Die Entwicklung hat auch mit dem Selbstverständnis der Berater zu tun. Jahrzehntelang zeichneten die Spitzenkräfte sich vor allem durch Branchenexpertise aus. „Das hat seine Berechtigung, wo es darum geht, Prozesse zu optimieren und Benchmarks zu setzen“, sagt Friedrich von den Eichen. Wachstum und insbesondere Innovation brauchten aber etwas Anderes. „Branchenexpertise führt zu guten, am Ende aber branchentypischen Lösungen. Und je typischer eine Lösung, umso durchschnittlicher die Rendite“, sagt der IMP-Partner. „Innovative Geschäftsmodelle leben von den Impulsen vieler, das dafür notwendige Wissen findet sich nicht zwangsläufig in der eigenen Branche.“
Statt dessen ist Vernetzung gefragt.
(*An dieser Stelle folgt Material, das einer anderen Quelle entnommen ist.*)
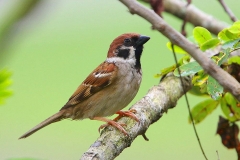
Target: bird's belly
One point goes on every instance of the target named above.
(110, 100)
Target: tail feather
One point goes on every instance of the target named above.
(54, 118)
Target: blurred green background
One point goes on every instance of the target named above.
(55, 47)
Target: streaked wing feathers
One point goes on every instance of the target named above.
(100, 78)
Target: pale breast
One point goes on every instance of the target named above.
(114, 97)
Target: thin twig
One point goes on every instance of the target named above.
(149, 109)
(194, 15)
(228, 10)
(188, 105)
(227, 81)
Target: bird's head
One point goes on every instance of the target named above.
(128, 47)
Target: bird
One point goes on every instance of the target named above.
(108, 88)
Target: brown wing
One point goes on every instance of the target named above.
(100, 78)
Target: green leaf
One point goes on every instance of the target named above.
(231, 33)
(234, 59)
(237, 23)
(177, 49)
(230, 107)
(222, 35)
(165, 71)
(209, 44)
(230, 44)
(214, 89)
(202, 110)
(188, 69)
(225, 54)
(201, 35)
(191, 39)
(234, 29)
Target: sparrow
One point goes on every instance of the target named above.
(108, 89)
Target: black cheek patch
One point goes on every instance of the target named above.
(138, 53)
(124, 53)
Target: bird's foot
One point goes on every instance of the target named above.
(130, 113)
(119, 126)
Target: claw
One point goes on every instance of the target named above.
(129, 113)
(119, 126)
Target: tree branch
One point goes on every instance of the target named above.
(149, 109)
(227, 81)
(228, 10)
(193, 15)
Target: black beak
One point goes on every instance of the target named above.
(141, 40)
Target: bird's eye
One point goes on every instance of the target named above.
(127, 40)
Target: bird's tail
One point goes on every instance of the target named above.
(54, 118)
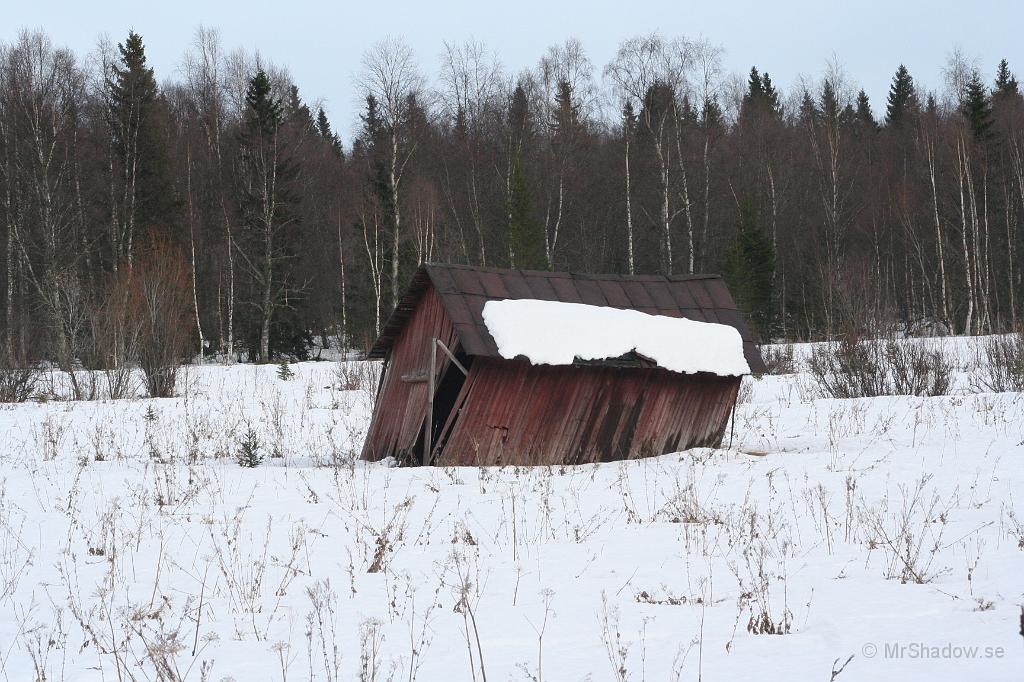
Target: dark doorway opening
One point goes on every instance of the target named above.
(449, 387)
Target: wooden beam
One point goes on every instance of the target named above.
(452, 356)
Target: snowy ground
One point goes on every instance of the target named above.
(134, 547)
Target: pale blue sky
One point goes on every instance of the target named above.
(322, 42)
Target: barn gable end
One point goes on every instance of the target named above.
(512, 412)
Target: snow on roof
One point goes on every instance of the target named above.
(558, 333)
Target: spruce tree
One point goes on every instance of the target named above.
(977, 109)
(1006, 82)
(755, 90)
(525, 231)
(902, 101)
(771, 96)
(864, 116)
(136, 114)
(750, 268)
(266, 245)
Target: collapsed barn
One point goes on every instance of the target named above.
(496, 367)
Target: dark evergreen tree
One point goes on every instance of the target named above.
(269, 227)
(771, 96)
(977, 109)
(864, 116)
(749, 269)
(902, 101)
(137, 116)
(525, 230)
(1006, 82)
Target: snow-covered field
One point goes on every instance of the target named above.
(134, 547)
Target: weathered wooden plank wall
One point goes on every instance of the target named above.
(401, 406)
(515, 413)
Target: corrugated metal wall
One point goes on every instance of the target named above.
(515, 413)
(401, 406)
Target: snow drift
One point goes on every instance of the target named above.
(558, 333)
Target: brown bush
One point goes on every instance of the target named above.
(778, 359)
(868, 368)
(17, 378)
(1000, 365)
(158, 309)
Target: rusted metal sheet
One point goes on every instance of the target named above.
(464, 290)
(401, 405)
(515, 413)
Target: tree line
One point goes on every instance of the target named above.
(826, 213)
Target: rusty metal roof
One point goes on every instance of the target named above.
(464, 290)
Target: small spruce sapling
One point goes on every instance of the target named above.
(249, 454)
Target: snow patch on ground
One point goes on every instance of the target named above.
(133, 544)
(558, 333)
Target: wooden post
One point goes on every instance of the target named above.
(430, 402)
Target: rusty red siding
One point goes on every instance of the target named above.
(401, 405)
(516, 413)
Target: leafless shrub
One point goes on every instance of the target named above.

Vernetzung innerhalb der eigenen Organisation, zwischen Unternehmen und schließlich über Industriegrenzen hinweg. „Das können Universalgenies und Industrieexperten nicht mehr leisten. Was es braucht ist das Verzahnen unternehmensinterner Kompetenz mit externem Wissen auf Basis einer robusten Methodik und flankiert durch einschlägige Erfahrung", sagt Friedrich von den Eichen.